Cactus Pete; Desert Miracle; Sun Devil. During Arizona’s heyday as a major producer of citrus, brands such as these were shipped all over the country in crates bearing colorfully printed logos. From the late 19th century until the advent of the preprinted cardboard box in 1955, fruit crate labels enticed consumers with images of an idyllic world. In order to build brand awareness and loyalty, distributors commissioned imprints with technicolor images of luscious fruits, verdant valleys, curvaceous pinups and the Wild West. Monikers were invented that would be both descriptive and memorable.

“Everyone took pride in their label,” says Willie Itule, owner of Willie Itule Produce Inc., and an avid collector of this improbable art form. “You wanted yours to be eye-catching and unforgettable. It was all about the branding.”
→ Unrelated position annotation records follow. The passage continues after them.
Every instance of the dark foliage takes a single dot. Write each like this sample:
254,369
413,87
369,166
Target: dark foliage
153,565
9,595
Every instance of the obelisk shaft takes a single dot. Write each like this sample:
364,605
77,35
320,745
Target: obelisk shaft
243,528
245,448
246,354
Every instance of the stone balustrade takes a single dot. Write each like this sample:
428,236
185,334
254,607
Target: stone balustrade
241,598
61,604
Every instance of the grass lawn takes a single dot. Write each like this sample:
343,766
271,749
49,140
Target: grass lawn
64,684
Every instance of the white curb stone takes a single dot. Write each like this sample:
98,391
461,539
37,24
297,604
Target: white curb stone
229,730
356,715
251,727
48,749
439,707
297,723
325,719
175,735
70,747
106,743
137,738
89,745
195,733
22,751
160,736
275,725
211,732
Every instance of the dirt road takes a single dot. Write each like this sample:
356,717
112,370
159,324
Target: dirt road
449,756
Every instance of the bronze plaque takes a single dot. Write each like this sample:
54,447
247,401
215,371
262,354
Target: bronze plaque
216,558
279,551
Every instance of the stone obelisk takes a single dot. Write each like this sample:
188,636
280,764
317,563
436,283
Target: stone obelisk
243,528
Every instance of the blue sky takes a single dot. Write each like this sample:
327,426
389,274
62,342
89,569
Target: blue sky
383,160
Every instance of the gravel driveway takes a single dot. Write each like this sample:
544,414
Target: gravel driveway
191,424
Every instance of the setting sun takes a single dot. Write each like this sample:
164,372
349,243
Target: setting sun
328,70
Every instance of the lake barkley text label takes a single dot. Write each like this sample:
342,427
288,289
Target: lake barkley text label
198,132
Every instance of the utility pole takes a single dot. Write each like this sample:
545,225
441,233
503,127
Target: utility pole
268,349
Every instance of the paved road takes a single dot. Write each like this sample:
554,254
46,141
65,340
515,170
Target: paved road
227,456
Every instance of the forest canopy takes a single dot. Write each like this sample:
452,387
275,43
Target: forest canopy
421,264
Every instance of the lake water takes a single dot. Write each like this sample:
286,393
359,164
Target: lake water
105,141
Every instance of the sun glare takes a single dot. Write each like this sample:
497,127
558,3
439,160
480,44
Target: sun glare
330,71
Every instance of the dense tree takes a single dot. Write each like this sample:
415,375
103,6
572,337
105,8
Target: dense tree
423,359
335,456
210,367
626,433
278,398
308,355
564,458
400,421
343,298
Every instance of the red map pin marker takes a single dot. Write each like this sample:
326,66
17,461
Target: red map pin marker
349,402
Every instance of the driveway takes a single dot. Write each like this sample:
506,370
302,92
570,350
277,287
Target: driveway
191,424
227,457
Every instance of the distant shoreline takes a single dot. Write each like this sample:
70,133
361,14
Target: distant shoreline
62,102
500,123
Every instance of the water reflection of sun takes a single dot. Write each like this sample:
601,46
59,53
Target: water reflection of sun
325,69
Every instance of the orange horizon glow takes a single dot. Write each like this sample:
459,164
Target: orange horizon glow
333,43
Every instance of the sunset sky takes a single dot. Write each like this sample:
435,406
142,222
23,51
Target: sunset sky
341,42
To commission a design, produce distributors were visited annually by traveling representatives from lithography companies who carried portfolios of other companies’ logos. As they conversed with the client about their visions, they would jot notes and made quick reference sketches. Both the artwork and lettering were done completely by hand by illustrators who very rarely received recognition for their creations. “This was not considered a high art form at the time,” says historian and author of numerous books on fruit crate labels, Gordon T. McClelland. “The labels were done by artists who were trying to prove themselves by doing good design.”

Themes evolved with time and are often a barometer of the period in which they were created, explains McClelland. “In the 1920s, people wanted images of the good life with pretty girls and rosy-cheeked children. During World War II, military airplanes were trendy.”

McClelland believes nostalgia drives an enduring love for the ephemera, which has a devoted following and is surprisingly affordable to collect. Because labels were printed in quantities as high as 100,000 at a time, a surplus of stock is readily available for collectors. Prices per label can range from a couple of bucks up to $50 depending on how rare the piece is. With thousands of designs available, there is something for virtually every taste.

“This is its own art form. There have been exhibits of fruit crate labels in leading museums all over the world,” says McClelland. “They’re uniquely American, and they have found their own niche that almost defies classification. What sold the product then is selling the image now. The labels strike a chord with many people because they offer an escape to a simpler time.”